Todas as imagens contidas no banco de dados foram desidentificadas e passaram pela revisão de radiologistas do grupo para preservar a privacidade dos pacientes. “Nós precisamos olhar imagem por imagem para garantir a privacidade de informações pessoais”, relata o pesquisador.
IA na prática médica
E como isso pode beneficiar o sistema de saúde como um todo? Em um país com dimensões territoriais continentais como o Brasil, onde diversas regiões carecem de médicos especialistas, as inovações tecnológicas são ferramentas pensadas para equacionar assimetrias do sistema de saúde. Na ausência de um médico radiologista, um clínico-geral pode ser auxiliado por um algoritmo para diagnosticar um paciente a partir de suas radiografias, por exemplo.
“O uso é vantajoso principalmente em regiões nas quais há pouca disponibilidade de radiologistas. Você tem a população precisando de uma análise radiológica, um clínico-geral pede o exame e muitas vezes precisa interpretar, mas ele não é especialista. Então é possível que, apenas com uma foto da radiografia tirada por um smartphone através de um aplicativo, o algoritmo entregue para ele as maiores possibilidades de alterações que tem aquele exame de imagem”, exemplifica Eduardo Reis.
Na alta complexidade, área em que se enquadra o hospital, a tecnologia otimiza o atendimento médico de urgência e emergência.
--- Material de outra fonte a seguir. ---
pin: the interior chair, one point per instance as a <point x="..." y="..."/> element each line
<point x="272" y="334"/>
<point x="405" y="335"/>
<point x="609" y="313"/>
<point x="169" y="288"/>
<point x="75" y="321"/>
Antes mesmo que haja elaboração de um laudo pelo radiologista, é possível identificar quais exames têm mais alterações de acordo com o que o algoritmo detecta. O processo facilita, ainda, a elaboração do laudo pelo profissional especializado e sua interpretação para o diagnóstico.
Regulação
No Brasil, o mercado de softwares ainda é tímido, e a Agência Nacional de Vigilância Sanitária (Anvisa), responsável por regular esse tipo de ferramenta, não tem um levantamento consolidado sobre o número de registros de produtos que utilizam IA. “Esse recorte metodológico não é objeto de interesse principal para a atuação regulatória e sanitária”, informa a agência.
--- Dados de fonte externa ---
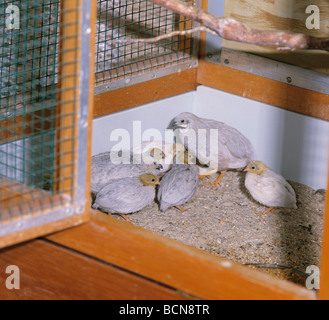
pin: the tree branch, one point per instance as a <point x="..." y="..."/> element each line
<point x="231" y="29"/>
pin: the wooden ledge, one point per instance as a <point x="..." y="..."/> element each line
<point x="172" y="263"/>
<point x="265" y="90"/>
<point x="149" y="91"/>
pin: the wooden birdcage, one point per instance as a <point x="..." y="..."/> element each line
<point x="105" y="258"/>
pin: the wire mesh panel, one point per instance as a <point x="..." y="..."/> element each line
<point x="42" y="111"/>
<point x="118" y="63"/>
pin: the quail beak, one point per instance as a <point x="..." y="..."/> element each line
<point x="181" y="125"/>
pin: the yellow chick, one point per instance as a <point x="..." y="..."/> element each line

Atualmente, segundo a Anvisa, existem 427 softwares enquadrados como dispositivos médicos com regularização válida. Desse total, 67 são de fabricação nacional. Ainda com base na totalidade, 57 produtos são de classe de risco maior e, portanto, passíveis de registro.
Quando identifica a presença de IA em softwares que foram submetidos à regularização e as aplicações não foram exaustivamente consolidadas, a Anvisa pede informações adicionais aos desenvolvedores, por exemplo: descrição das bases de informação utilizadas para as atividades de aprendizado; verificação de IA contendo origem, quantidade e descrição de dados; relatório contendo racional justificando técnica de IA aplicada; e tamanho das bases utilizadas relatando histórico de treinamento.
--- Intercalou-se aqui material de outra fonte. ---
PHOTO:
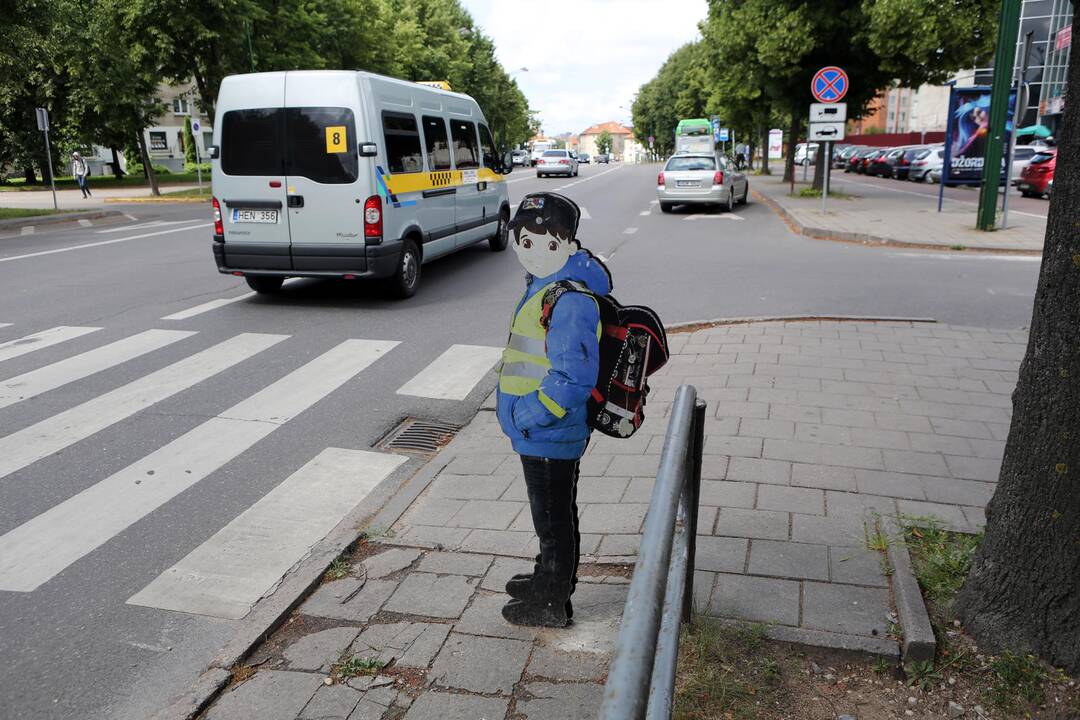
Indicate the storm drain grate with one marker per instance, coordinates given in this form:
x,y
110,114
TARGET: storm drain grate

Segundo a reguladora, aplicações típicas de softwares que usam tecnologia de IA regularizados no país são, por exemplo, para a análise de imagens radiológicas ou ressonância para marcação de regiões de interesse, como ortopédicas, de tecidos moles ou odontológicas. Elas são utilizadas com o intuito de auxiliar na identificação de fraturas, indicativos odontológicos, infecções, nódulos e outros. Também são comuns softwares com IA para classificações de amostras para posterior verificação de diagnóstico ou marcação de regiões em eletrocardiograma (ECG) ou eletroencefalograma (EEG).
A agência reforça que, em todos os casos, as ferramentas devem ser utilizadas apenas de forma auxiliar. “Todas as aplicações nos softwares com tecnologia IA já regularizados requerem a confirmação e classificação por profissional médico, dos dados gerados”, informa.
Este artigo foi produzido por Manoela Albuquerque, repórter e editora de Saúde na MIT Technology Review Brasil.